Some people, people whose eye is never off the ball when it comes to addiction and drug deaths, are questioning this assertion.

It could be that there comes a point where the older people in the cohort who have been living with addiction for so long, die, and this point is now being reached.

One academic in Glasgow, whose eye follows this particular ball very closely observed this at risk population, which is around 60,000 people has “experienced such a high mortality rate for so long it can no longer be sustained”.

Put simply, there are fewer people now at risk therefore there are fewer deaths.

If this is the case, even if partly true, then again it is an indictment of the previous years of neglect and underfunding of drug treatment services that allowed so many to die.

If this is the case then to claim that the ‘tide is turning’ because of intervention is a misrepresentation.

We need a greater understanding of what is going on with people who use drugs and those who are ‘at risk’.

We need it to ensure that, now the government has at last woken up to the problem, the investment it makes goes to the right places and is directed by the right people.

It used to be a simplistic analysis that there was an ageing cohort of problem drug users, termed by some as the “trainspotting generation’ and they were the cause of higher mortality rates.

This ignored the fact that new people, younger people were coming up after them, replacing them and becoming the at risk population of the future.

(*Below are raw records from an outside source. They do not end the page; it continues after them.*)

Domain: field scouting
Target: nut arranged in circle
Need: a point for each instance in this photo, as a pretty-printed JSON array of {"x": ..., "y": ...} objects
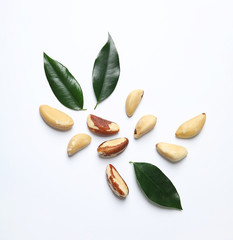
[
  {"x": 102, "y": 126},
  {"x": 172, "y": 152},
  {"x": 191, "y": 127},
  {"x": 113, "y": 147},
  {"x": 55, "y": 118},
  {"x": 144, "y": 125},
  {"x": 77, "y": 143},
  {"x": 116, "y": 182},
  {"x": 132, "y": 101}
]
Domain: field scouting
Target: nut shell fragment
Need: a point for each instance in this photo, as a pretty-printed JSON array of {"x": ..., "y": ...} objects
[
  {"x": 172, "y": 152},
  {"x": 191, "y": 127},
  {"x": 111, "y": 148},
  {"x": 116, "y": 182},
  {"x": 102, "y": 126},
  {"x": 144, "y": 125},
  {"x": 55, "y": 118},
  {"x": 132, "y": 101},
  {"x": 77, "y": 143}
]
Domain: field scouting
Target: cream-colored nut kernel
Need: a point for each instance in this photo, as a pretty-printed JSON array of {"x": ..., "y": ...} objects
[
  {"x": 77, "y": 143},
  {"x": 55, "y": 118},
  {"x": 116, "y": 182},
  {"x": 111, "y": 148},
  {"x": 172, "y": 152},
  {"x": 132, "y": 101},
  {"x": 191, "y": 127},
  {"x": 144, "y": 125},
  {"x": 102, "y": 126}
]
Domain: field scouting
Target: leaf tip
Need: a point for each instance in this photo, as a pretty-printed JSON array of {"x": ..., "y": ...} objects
[{"x": 96, "y": 105}]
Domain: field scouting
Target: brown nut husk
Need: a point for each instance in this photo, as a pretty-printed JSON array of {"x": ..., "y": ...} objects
[
  {"x": 102, "y": 126},
  {"x": 113, "y": 147}
]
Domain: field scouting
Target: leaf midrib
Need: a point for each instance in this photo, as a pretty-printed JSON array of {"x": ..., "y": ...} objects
[
  {"x": 150, "y": 180},
  {"x": 105, "y": 71},
  {"x": 60, "y": 77}
]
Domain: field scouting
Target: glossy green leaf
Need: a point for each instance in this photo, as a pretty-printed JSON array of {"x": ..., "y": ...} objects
[
  {"x": 106, "y": 71},
  {"x": 156, "y": 185},
  {"x": 64, "y": 86}
]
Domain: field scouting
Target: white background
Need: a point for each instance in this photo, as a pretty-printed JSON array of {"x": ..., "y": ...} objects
[{"x": 181, "y": 54}]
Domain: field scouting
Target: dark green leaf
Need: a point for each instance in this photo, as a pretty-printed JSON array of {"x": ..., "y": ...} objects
[
  {"x": 106, "y": 71},
  {"x": 63, "y": 84},
  {"x": 156, "y": 185}
]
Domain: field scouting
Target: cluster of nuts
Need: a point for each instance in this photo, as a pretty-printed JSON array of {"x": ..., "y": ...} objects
[{"x": 111, "y": 148}]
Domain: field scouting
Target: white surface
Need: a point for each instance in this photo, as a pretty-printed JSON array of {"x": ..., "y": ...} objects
[{"x": 181, "y": 54}]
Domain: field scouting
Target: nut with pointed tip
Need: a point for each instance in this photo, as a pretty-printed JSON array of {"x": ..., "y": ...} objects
[
  {"x": 55, "y": 118},
  {"x": 113, "y": 147},
  {"x": 144, "y": 125},
  {"x": 191, "y": 127},
  {"x": 132, "y": 101},
  {"x": 101, "y": 126},
  {"x": 172, "y": 152},
  {"x": 116, "y": 182},
  {"x": 77, "y": 143}
]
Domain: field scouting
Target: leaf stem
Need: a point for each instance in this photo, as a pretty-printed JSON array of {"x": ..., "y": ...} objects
[{"x": 96, "y": 105}]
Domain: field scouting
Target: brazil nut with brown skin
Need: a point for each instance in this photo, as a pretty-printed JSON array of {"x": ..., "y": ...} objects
[
  {"x": 102, "y": 126},
  {"x": 116, "y": 182},
  {"x": 113, "y": 147}
]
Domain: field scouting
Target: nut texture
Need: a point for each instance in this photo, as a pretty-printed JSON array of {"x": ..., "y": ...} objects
[
  {"x": 101, "y": 126},
  {"x": 144, "y": 125},
  {"x": 172, "y": 152},
  {"x": 77, "y": 143},
  {"x": 191, "y": 127},
  {"x": 55, "y": 118},
  {"x": 111, "y": 148},
  {"x": 116, "y": 182},
  {"x": 132, "y": 101}
]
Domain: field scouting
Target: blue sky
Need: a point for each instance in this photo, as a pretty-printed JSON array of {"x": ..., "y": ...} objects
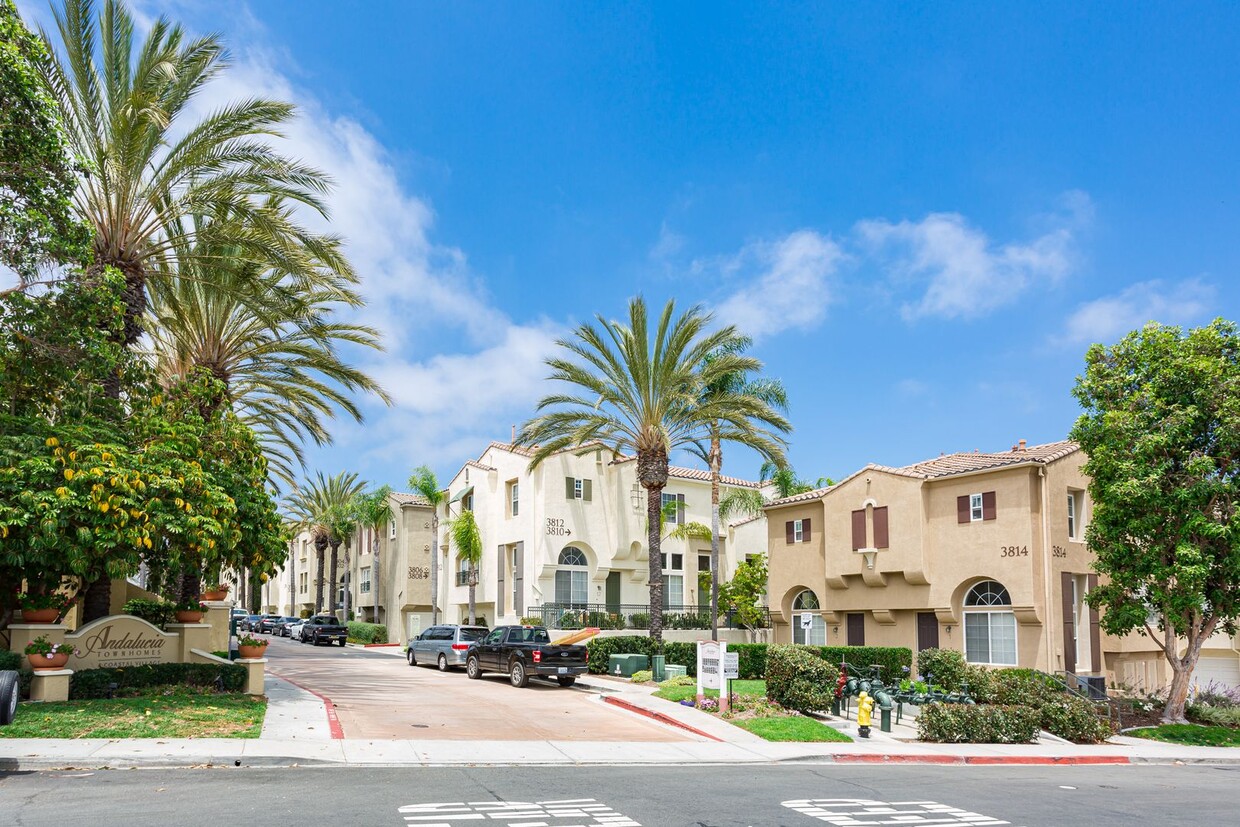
[{"x": 923, "y": 212}]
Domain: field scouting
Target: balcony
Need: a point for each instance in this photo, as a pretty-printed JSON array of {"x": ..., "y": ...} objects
[{"x": 579, "y": 615}]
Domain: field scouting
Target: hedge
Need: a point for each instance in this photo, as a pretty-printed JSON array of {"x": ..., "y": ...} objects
[
  {"x": 93, "y": 683},
  {"x": 959, "y": 723},
  {"x": 360, "y": 632}
]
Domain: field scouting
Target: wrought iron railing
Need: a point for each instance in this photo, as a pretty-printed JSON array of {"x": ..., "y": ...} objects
[{"x": 623, "y": 615}]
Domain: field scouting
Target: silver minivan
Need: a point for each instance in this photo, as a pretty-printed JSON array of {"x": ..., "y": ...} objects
[{"x": 443, "y": 645}]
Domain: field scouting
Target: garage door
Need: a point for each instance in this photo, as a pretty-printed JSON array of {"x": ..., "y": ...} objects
[{"x": 1220, "y": 671}]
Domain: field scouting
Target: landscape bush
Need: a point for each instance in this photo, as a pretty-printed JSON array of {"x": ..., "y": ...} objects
[
  {"x": 360, "y": 632},
  {"x": 93, "y": 683},
  {"x": 799, "y": 678},
  {"x": 959, "y": 723}
]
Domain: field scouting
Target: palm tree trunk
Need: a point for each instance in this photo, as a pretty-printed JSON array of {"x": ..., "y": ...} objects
[{"x": 716, "y": 464}]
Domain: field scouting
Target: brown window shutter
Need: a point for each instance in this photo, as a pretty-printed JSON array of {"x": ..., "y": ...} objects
[
  {"x": 1095, "y": 635},
  {"x": 881, "y": 538},
  {"x": 1065, "y": 587},
  {"x": 858, "y": 530}
]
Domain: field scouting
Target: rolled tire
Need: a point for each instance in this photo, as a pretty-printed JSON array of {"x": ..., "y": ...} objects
[{"x": 8, "y": 696}]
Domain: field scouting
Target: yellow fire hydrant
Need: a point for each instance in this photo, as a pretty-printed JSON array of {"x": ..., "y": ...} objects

Perhaps not in such high numbers but they were there, a glance at the statistics shows this.

Among people aged 45-59 deaths increased year on year and peaked in 2000 at 253 before falling.

The 50 to 54 group also topped 100 each year from 2107 to 2021 peaking at 195 before a drop last year.

The stats also show 120 people who died last year were under 30, most of them not even born when Trainspotting was in the cinemas.

Also, changing patterns of drug use, poly drug use, and newer substances like street valium - in the last decade - and now the potential for synthetic opioids like fentanyl, present new and ever-changing challenges.

It is a hugely complex issue, and what it means is the eye can never be taken off the ball again.

Then we should be able to see an even bigger fall in deaths next year and achieve a sustained reduction accompanied by treatment that not only keeps people alive but allows them to recover from the grip of addiction.